The project started with data exploration, where we gained insights into the characteristics of the data. We found that the data was highly imbalanced, with fraudulent transactions accounting for less than 1% of the total transactions. This presented a challenge, as traditional classification models tend to struggle with highly imbalanced datasets.

To overcome this challenge, we applied various techniques to balance the dataset, such as oversampling the minority class using SMOTE (Synthetic Minority Over-sampling Technique) and undersampling the majority class. We also used stratified sampling during the train-test split to ensure that both the training and testing sets had a representative distribution of fraudulent and non-fraudulent transactions.

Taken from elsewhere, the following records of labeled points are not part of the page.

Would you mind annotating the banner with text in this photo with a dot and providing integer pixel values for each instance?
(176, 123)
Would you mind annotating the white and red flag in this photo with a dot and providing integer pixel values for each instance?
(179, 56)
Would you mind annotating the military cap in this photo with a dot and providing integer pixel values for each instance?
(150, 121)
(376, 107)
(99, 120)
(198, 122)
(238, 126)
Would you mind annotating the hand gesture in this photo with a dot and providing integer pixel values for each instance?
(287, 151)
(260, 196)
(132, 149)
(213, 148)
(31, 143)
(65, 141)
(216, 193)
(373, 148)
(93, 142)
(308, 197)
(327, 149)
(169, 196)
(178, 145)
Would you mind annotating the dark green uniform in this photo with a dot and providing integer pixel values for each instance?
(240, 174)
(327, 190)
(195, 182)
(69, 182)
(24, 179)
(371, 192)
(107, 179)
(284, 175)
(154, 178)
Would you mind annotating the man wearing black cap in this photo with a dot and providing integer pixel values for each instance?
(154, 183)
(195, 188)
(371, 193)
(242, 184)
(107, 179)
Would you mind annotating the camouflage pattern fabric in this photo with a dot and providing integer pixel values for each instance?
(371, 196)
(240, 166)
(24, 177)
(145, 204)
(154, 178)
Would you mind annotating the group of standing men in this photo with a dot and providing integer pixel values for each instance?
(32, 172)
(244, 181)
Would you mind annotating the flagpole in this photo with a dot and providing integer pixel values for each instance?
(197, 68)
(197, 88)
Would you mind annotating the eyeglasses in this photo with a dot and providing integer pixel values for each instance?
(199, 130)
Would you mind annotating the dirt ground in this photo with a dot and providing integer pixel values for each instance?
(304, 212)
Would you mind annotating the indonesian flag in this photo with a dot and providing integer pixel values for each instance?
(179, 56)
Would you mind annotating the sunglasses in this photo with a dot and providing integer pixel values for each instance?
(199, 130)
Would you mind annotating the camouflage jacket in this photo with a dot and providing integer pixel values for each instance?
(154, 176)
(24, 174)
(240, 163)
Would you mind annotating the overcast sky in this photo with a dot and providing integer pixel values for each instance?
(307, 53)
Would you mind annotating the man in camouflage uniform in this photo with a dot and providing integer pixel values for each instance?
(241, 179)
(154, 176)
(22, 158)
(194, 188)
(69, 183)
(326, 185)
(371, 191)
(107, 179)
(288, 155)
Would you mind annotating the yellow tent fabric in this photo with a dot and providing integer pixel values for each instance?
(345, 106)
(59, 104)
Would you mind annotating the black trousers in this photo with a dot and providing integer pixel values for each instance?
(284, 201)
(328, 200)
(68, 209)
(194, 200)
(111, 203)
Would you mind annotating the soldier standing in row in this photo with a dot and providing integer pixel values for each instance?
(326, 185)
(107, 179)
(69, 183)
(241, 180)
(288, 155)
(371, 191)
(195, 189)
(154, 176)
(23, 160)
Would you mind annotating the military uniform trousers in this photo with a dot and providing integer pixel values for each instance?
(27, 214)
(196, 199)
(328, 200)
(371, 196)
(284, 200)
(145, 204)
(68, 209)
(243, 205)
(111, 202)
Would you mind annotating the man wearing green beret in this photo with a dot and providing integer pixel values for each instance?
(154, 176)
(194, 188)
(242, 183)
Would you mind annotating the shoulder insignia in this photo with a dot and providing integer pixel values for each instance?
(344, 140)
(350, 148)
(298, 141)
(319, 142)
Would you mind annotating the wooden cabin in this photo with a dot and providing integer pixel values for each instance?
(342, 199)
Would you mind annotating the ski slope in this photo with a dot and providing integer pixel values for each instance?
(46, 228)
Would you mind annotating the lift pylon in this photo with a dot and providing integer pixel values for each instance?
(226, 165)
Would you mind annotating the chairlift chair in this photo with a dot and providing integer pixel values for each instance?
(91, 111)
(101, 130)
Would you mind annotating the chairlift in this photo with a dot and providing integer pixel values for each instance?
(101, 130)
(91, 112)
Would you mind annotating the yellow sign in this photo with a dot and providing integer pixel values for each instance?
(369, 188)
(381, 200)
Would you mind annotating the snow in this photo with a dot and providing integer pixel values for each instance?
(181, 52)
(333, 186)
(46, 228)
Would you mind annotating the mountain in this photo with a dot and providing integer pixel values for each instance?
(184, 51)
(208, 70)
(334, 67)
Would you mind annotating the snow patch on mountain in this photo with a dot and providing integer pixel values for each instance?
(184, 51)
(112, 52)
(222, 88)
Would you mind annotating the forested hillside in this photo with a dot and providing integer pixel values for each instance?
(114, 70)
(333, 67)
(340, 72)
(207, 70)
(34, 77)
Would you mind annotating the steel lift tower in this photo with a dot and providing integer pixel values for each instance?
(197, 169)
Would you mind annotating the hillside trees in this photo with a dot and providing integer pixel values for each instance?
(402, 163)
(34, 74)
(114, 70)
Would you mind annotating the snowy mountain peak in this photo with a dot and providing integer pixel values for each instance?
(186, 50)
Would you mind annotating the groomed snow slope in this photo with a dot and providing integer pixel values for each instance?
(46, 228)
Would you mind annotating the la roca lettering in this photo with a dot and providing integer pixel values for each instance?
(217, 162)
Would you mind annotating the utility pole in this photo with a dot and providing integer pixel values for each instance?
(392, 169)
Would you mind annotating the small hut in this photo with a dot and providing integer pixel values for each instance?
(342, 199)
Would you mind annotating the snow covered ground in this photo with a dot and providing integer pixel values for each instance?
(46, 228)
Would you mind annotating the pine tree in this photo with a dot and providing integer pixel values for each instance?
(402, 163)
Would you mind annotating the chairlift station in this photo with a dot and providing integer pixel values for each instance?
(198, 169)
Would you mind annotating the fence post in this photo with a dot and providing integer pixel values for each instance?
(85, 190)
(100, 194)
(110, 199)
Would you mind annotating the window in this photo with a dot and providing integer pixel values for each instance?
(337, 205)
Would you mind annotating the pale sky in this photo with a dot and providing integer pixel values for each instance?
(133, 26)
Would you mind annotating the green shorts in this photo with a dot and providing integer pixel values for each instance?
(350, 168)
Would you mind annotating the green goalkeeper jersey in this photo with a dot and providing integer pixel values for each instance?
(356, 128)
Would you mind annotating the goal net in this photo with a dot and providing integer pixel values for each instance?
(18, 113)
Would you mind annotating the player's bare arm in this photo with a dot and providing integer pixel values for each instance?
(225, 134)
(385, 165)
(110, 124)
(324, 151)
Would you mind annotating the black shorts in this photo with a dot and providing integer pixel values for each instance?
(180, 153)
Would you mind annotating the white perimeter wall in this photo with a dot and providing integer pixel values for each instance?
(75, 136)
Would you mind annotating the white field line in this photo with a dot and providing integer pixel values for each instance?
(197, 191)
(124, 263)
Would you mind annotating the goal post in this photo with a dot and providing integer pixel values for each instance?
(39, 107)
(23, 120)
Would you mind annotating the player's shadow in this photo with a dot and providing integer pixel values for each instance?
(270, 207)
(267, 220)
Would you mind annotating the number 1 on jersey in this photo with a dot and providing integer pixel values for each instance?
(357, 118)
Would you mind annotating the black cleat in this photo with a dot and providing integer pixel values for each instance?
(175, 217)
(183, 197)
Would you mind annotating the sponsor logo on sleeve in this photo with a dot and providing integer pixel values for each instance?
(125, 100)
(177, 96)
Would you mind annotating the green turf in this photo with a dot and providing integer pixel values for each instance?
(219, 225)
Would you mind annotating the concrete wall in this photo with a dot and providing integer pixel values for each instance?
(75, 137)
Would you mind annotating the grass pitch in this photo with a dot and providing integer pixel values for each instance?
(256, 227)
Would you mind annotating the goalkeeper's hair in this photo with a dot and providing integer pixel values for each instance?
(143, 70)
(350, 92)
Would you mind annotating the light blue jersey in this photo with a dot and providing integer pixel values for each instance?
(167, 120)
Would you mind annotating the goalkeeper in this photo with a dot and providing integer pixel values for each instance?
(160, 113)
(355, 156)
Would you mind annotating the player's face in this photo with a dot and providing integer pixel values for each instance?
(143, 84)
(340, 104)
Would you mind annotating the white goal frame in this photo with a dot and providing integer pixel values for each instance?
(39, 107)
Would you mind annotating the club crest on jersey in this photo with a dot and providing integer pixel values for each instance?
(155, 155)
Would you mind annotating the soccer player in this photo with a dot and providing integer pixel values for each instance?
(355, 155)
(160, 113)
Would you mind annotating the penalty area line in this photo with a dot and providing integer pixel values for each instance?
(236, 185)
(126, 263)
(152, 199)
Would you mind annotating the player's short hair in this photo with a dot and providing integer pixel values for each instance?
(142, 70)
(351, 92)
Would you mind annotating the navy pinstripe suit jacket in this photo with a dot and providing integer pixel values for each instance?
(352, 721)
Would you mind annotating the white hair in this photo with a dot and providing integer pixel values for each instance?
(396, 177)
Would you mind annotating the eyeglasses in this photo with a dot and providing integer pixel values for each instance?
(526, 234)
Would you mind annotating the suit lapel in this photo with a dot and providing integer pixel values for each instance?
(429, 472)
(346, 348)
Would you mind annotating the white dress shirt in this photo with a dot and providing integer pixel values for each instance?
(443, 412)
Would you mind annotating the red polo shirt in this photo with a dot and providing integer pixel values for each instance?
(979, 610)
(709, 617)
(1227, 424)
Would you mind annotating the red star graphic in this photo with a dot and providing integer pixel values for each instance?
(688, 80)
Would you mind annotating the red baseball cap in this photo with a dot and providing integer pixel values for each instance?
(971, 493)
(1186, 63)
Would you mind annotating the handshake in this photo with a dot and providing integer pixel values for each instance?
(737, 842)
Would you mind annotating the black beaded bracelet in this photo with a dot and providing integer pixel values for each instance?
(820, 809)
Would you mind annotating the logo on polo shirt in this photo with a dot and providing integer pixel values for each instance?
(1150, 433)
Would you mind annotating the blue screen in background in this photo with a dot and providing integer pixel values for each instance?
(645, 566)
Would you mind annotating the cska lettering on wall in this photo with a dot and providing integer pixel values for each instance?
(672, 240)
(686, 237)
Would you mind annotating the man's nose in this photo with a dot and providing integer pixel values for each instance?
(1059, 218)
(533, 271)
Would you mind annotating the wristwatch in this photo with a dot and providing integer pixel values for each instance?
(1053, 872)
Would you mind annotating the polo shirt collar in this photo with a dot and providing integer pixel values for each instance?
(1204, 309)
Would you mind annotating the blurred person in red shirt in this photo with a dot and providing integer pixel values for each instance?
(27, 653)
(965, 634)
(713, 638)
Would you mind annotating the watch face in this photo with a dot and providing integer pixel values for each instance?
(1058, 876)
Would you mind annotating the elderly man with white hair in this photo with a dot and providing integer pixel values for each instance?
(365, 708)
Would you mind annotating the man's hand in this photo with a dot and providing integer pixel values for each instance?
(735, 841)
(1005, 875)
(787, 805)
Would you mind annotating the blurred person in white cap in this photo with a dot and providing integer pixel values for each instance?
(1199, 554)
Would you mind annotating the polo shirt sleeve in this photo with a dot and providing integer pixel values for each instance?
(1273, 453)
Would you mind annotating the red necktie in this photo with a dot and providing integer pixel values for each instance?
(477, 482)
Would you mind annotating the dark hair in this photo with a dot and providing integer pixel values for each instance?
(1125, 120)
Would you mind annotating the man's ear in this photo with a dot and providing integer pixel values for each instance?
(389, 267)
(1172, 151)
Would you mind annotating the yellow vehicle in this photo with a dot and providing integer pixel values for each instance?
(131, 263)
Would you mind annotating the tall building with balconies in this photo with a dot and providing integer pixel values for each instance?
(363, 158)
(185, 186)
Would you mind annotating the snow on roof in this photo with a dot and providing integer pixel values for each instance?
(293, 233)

We then developed a deep learning model using Pytorch, which consisted of several dense layers with varying numbers of neurons and activation functions. We used binary cross-entropy as the loss function and Adam as the optimizer.

After training and testing the model, we achieved a high accuracy and F1-score, with minimal false negatives (fraudulent transactions incorrectly labeled as non-fraudulent). Overall, the project successfully developed a credit card fraud detection system using a deep learning network, while also addressing the challenge of working with highly imbalanced data.